SCHEHERAZADE: Art becomes a very accessible tool for a lot of people when sometimes words or verbal can’t communicate those things. I also think it’s a universal language tool.

Girl/Friends is part of Tillet’s nonprofit A Long Walk Home. The sisters founded it after Scheherazade began documenting Salamishah’s rape recovery more than a decade ago. They continue to tour a multimedia performance around the country.

Last year the sisters decided to try working with adolescents. This is the first full year. Through donations and grants, they pay the girls a $600 stipend for the three-week class. They bring in speakers, including former prostitutes, to talk to the girls about sexual violence.

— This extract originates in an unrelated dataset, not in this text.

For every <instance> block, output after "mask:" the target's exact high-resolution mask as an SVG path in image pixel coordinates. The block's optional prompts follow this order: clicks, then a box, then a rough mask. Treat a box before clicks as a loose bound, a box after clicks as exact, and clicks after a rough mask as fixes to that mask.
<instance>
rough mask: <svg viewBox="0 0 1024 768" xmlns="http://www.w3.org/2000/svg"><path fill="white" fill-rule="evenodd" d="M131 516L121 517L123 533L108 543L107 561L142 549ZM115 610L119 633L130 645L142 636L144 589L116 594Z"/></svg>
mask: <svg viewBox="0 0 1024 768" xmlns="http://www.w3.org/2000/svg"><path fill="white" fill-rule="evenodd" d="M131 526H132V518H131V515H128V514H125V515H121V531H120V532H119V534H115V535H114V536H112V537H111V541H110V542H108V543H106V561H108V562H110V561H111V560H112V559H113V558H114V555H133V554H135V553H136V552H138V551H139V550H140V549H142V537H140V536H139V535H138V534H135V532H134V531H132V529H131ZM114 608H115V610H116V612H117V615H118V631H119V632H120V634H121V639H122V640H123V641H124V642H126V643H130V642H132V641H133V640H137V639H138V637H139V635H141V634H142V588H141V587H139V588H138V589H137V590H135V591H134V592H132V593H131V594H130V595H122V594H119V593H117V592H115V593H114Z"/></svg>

But Girl/Friends isn’t a treatment program and it doesn’t just draw girls who’ve been abused. It’s goal is prevention. Experts in the field say what makes the small nonprofit unique is that it’s survivor led and supports African American females.

SALAMISHAH: It’s this combination of advocacy and then also offering them both artistic and therapeutic skills to help them deal with their own individual experiences.

Last year Cherrish helped spread awareness about sexual violence to her school. Teens wore wristbands that read “Got Consent?” They made announcements over the intercom. Part of Girl/Friends’ mission is to help create peer leaders.

Cherrish is prepared to wear her shoes out in the community. She’s painting a labyrinth of mazes on the white space.

CHERRISH: The maze that I’m drawing on my shoes is basically saying that no matter what obstacles you go through there’s always an end.

Then she adds that you never know how that maze will end.

The Girl/Friends art exhibition is Saturday, July 31 at 2 p.m. at Murphy Hill Gallery. It’s located at 3333 W. Arthington Ave. in Chicago.